Middle school students compete in robotics
Local sixth graders came together at Martin Middle School Thursday to compete in the school’s first hosted robotics competition.
J.E. Terry Elementary School, Valley Grande Elementary School and Brantley Elementary School all competed in the competition.
“In the first part of the year, we take part in the Selma’s BEST Robotics at Wallace, then we qualified for Auburn, but in the second half of the year we don’t have as much to do so the kids wanted to try to stick with the robotics part,” said Martin’s robotics teacher Gaylen Denson. “So we wanted to put on a little competition ourselves with our three feeder elementary schools.”
The seventh graders came up with the design, point system and more, and the eighth graders ran the show acting as officials.
“Seeing the elementary students while competing with each other really makes my heart happy,” said Martin eighth grader Abby Wright. “Eventually once they get here, then they’ll want to take on the role that I learned to enjoy.”
Wright served various roles within robotics and was the lead programmer for the robot.
After high school, Wright plans to attend Auburn University and major in aerospace engineering and said robotics in middle school has helped her a lot.
“I enjoy seeing the different things we can create and capabilities of doing them and how we can improve,” Wright said. “I just want to say thank you to Mr. Denson, our robotics teacher, for encouraging me to do my best in everything I do and thank you for pulling me into robotics.”
Asa Lace, a J.E. Terry sixth grader and a driver for their team said he just simply enjoys robotics.
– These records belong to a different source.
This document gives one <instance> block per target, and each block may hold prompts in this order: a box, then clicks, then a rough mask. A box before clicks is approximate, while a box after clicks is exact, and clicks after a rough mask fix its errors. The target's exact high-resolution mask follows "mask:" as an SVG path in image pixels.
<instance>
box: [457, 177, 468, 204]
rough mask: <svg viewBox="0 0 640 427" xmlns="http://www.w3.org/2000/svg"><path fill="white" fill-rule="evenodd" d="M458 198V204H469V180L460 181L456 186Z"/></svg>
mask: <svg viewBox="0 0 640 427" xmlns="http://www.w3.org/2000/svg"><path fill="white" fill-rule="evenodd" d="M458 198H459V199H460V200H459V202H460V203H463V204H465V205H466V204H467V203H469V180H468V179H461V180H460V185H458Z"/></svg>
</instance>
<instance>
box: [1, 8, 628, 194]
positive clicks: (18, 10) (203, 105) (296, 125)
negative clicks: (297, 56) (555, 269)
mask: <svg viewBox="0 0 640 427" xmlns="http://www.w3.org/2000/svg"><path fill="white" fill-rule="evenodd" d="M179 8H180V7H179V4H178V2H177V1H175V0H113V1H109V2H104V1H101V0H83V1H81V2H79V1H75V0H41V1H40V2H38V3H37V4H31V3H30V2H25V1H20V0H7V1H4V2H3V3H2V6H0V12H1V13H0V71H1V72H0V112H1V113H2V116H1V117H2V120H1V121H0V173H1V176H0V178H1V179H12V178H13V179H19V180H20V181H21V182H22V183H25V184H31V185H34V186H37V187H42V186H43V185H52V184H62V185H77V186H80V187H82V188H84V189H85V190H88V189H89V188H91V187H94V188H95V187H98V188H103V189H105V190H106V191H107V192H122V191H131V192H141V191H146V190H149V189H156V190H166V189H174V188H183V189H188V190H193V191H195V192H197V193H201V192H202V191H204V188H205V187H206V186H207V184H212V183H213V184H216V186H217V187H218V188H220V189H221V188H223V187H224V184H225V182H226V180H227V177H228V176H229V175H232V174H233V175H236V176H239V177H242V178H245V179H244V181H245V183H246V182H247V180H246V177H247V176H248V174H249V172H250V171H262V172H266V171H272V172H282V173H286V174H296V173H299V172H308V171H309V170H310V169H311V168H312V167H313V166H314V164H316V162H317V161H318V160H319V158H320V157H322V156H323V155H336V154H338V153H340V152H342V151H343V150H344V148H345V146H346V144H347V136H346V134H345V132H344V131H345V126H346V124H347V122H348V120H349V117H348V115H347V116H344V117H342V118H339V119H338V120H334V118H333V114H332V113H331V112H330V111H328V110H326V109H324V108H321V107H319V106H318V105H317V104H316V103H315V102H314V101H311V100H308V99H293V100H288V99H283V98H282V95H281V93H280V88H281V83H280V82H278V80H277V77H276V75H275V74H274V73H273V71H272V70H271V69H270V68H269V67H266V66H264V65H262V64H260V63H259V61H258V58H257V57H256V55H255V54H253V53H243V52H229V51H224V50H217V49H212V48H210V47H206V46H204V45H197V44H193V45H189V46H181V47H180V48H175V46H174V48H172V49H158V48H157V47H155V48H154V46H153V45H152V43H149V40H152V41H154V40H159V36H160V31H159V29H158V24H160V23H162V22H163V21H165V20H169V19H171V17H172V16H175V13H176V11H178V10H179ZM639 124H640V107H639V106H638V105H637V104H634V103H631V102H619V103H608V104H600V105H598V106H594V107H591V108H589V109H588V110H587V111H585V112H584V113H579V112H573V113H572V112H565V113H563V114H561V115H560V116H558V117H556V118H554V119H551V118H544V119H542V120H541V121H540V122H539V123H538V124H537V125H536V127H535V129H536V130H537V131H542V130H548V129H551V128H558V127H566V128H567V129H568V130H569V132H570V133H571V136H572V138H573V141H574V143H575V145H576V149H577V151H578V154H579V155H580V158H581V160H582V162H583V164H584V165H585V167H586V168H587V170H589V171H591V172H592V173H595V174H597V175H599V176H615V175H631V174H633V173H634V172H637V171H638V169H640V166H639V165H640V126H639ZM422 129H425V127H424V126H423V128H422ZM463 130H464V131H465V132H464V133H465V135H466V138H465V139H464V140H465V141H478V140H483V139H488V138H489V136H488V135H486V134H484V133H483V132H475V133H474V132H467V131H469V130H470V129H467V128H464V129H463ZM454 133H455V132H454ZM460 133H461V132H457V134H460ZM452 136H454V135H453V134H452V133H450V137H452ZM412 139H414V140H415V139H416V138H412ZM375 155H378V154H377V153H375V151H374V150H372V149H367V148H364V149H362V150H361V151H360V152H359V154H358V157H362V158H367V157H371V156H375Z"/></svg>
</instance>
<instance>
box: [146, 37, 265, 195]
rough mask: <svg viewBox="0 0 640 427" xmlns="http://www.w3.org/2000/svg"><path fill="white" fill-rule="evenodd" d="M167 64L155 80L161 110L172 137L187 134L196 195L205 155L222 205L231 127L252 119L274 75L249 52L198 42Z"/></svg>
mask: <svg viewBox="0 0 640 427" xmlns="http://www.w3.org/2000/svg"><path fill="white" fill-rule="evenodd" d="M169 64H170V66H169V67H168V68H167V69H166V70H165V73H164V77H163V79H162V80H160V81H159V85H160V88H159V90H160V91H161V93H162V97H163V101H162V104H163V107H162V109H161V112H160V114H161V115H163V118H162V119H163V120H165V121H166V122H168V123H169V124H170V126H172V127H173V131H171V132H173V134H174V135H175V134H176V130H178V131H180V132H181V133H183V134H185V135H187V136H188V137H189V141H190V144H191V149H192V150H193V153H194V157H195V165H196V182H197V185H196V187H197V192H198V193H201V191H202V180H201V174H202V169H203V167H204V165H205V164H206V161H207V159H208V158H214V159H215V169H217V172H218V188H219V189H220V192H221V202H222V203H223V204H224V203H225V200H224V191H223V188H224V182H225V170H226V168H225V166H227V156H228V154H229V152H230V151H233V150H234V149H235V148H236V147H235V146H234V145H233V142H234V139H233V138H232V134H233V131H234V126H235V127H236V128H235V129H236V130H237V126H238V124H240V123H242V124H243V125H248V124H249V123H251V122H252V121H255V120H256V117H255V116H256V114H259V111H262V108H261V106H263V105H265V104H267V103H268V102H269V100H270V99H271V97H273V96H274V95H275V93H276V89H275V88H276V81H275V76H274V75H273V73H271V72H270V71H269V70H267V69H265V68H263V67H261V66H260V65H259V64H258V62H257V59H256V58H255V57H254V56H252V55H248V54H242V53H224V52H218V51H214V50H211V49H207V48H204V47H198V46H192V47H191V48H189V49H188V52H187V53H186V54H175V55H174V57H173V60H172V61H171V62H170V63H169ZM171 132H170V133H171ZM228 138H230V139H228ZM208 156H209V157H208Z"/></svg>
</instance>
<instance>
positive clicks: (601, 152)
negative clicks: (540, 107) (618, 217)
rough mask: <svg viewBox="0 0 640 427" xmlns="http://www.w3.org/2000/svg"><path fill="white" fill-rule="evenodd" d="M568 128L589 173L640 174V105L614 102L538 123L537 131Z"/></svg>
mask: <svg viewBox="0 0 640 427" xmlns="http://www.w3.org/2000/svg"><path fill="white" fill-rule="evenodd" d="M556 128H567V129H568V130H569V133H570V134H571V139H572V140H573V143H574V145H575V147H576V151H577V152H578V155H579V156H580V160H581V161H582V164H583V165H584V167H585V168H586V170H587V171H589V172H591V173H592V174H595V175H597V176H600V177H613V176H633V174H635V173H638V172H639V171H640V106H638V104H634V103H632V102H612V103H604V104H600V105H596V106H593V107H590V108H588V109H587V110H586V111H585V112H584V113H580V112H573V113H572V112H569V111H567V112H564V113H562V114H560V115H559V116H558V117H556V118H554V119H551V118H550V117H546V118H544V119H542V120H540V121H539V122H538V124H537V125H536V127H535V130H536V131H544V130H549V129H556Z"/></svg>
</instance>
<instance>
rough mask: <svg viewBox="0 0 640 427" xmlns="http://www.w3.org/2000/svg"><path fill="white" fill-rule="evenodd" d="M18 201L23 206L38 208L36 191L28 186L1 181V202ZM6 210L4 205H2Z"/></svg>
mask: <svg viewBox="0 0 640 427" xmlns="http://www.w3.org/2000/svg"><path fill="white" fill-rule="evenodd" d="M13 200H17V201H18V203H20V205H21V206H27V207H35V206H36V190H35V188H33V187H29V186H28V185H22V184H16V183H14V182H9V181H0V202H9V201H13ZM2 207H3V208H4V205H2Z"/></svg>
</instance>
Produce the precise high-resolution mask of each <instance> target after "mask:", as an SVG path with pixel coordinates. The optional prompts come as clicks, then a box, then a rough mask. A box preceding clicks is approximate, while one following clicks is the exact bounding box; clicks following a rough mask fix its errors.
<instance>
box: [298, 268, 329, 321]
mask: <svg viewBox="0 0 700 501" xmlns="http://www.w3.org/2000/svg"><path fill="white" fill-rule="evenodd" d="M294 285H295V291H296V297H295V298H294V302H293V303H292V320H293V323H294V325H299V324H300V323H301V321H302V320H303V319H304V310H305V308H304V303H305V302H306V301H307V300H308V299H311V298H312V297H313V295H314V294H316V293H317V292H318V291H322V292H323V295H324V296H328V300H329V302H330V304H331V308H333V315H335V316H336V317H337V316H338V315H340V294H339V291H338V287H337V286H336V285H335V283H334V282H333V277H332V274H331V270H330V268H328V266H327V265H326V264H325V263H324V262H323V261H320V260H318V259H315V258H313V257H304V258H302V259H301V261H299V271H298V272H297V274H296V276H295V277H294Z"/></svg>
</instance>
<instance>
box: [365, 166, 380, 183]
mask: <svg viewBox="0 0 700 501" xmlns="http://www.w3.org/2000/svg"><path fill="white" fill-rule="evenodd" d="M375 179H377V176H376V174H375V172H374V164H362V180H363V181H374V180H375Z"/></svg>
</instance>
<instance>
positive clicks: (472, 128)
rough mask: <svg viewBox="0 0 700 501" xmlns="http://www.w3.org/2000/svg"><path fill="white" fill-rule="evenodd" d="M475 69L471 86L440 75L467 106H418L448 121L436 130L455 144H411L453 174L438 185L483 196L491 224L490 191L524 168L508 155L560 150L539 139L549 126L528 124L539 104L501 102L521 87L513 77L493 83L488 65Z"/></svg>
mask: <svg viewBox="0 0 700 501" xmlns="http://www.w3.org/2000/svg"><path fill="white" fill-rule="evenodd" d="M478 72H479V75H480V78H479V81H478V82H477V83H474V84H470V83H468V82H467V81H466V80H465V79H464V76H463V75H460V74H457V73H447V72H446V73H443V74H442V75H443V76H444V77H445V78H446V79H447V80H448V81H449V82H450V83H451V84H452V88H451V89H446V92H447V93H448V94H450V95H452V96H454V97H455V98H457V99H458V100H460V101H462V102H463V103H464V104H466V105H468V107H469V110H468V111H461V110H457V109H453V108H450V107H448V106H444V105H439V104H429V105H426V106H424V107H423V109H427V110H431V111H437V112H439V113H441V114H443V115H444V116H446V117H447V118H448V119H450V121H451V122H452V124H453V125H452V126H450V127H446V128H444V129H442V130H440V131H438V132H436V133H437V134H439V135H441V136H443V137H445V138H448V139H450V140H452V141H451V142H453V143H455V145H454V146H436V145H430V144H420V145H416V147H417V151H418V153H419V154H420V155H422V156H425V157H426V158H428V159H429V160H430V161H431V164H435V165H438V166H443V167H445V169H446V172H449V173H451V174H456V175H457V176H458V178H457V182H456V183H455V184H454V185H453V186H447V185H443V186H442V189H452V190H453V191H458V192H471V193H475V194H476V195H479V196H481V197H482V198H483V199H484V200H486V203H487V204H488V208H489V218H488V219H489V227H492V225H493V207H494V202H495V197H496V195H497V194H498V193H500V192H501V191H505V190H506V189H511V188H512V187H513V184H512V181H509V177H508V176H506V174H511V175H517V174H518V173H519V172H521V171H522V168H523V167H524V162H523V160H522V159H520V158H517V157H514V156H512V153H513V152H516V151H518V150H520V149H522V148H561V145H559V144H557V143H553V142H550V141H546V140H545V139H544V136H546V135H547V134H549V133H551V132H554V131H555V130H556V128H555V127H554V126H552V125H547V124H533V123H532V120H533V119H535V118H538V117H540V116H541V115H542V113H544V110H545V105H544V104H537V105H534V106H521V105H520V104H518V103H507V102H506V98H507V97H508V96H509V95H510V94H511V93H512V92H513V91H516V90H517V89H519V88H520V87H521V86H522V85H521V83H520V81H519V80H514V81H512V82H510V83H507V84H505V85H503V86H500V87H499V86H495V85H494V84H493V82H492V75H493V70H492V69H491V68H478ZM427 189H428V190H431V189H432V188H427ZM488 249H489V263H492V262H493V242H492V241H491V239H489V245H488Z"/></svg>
“I like robotics and I like working with my hands,” Lace said. “It’s just fun.”
Lace said his favorite part about robotics is driving the robot.
“I looked at it and thought it looked fun and I tried it out,” Lace said.
Denson said having the competition for the elementary students is a great way to introduce them to it, and to continue the science, technology, engineering and mathematics learning.
“Through the problem solving and the math and the science, it all relates back to the STEM fields, so since school is almost out and testing is over, there’s not as much going on in the schools, so this is a way that has kept a lot of excitement toward learning in the four schools,” Denson said.
“It’s a good way for them to go ahead and see what the competition is all about and what it takes for the to be part of it, and it gives us a good opportunity to see the good quality of kids that are coming.”